In the FBI’s most recently released Crime in the United States report, researchers found across the country that for every 1,000 people in 2017, there were an average of 2.8 law enforcement employees.
Police departments have been actively trying to keep up with growing populations for years without an equally growing law enforcement budget. With more people comes more responsibility for police. Precincts are facing a need to augment their presence in the community, but with consistent budget cuts over the years, police departments just aren’t able to increase their department size.
Enter technology’s role in modern-day policing.
In cities with larger police departments, law enforcement officers have been implementing the use of Automatic License Plate Readers (ALPRs).
Mounted on the outside of patrol cars or fixed to utility and traffic poles, ALPRs help police keep an eye on areas they most likely aren’t able to patrol 24/7, instantly analyzing vehicle license plates that pass by the camera’s view.
Police say these readers help save them from manually sorting through and calling in tags to dispatchers. Without having to lift a finger, officers can be instantly alerted to hot tags around the city.
Police aren't the only group able to purchase and use ALPRs. Businesses and neighborhoods have caught on to this automatic security solution and have implemented its use in their own private communities.

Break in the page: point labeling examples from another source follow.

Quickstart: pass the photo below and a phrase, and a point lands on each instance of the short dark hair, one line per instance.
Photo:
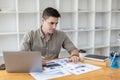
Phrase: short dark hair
(50, 12)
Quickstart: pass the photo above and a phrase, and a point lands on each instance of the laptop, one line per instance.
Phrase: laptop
(96, 57)
(22, 62)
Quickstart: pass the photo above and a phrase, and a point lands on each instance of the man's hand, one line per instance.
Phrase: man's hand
(75, 59)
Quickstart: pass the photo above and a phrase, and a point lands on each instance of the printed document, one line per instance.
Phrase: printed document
(63, 69)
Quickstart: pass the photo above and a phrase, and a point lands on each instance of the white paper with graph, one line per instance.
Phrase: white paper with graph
(64, 69)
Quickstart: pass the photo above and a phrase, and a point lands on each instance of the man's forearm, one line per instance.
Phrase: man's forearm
(75, 53)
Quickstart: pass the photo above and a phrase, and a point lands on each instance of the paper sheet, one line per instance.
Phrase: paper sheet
(64, 69)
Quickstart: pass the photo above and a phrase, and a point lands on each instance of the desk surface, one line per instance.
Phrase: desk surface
(103, 74)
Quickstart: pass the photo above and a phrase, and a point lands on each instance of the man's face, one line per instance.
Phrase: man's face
(49, 24)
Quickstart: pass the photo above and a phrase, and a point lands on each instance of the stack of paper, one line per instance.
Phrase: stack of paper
(63, 69)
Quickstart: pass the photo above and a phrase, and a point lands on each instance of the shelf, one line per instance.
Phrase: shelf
(92, 25)
(8, 43)
(85, 5)
(7, 5)
(102, 51)
(101, 38)
(8, 22)
(27, 5)
(67, 5)
(85, 21)
(71, 36)
(67, 21)
(115, 20)
(47, 3)
(115, 5)
(102, 5)
(85, 39)
(102, 20)
(115, 35)
(28, 22)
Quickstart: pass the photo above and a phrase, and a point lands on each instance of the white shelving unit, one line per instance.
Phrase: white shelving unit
(92, 25)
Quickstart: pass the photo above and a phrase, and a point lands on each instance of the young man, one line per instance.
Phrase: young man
(48, 40)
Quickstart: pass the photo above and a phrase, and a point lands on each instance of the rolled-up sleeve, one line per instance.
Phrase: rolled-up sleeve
(25, 44)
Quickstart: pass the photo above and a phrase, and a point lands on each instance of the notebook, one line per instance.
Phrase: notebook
(24, 62)
(96, 57)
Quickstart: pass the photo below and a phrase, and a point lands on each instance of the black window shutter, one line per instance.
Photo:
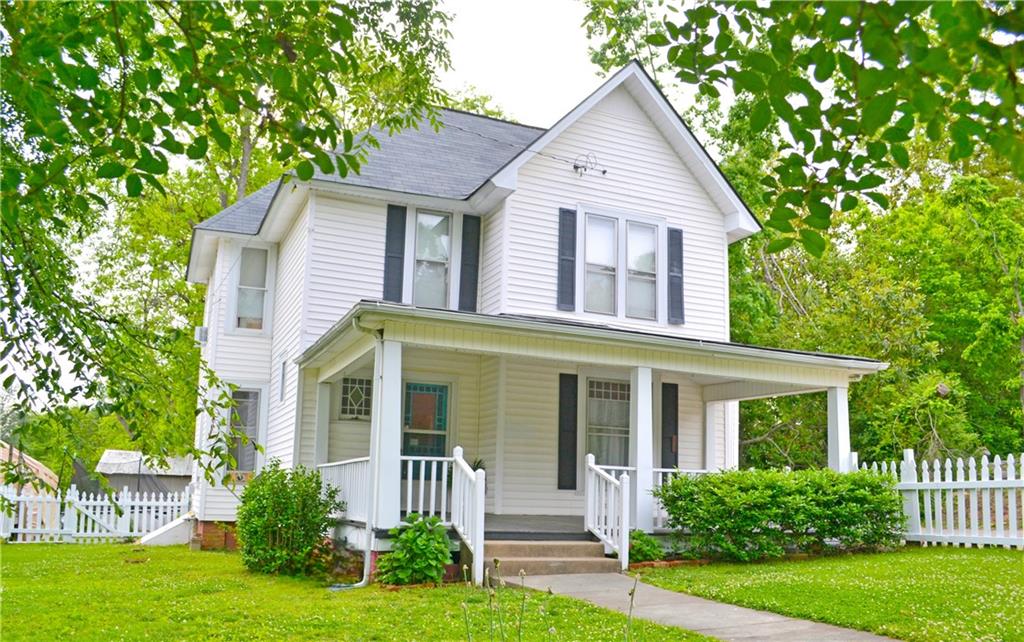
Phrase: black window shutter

This bodes well for many departments where budgets won't allow for ALPRs, which can cost anywhere between $10,000 - $30,000, to be placed all over the city. Through partnerships with private, camera-bearing communities, police can reach out to a network of camera owners to ask for help in gathering evidence in the event that a crime occurs close by.
ALPRs help police keep their community safer by allowing them an extra set of eyes in the areas they work so hard to protect, but just aren't able to reach due to a lack of manpower coverage.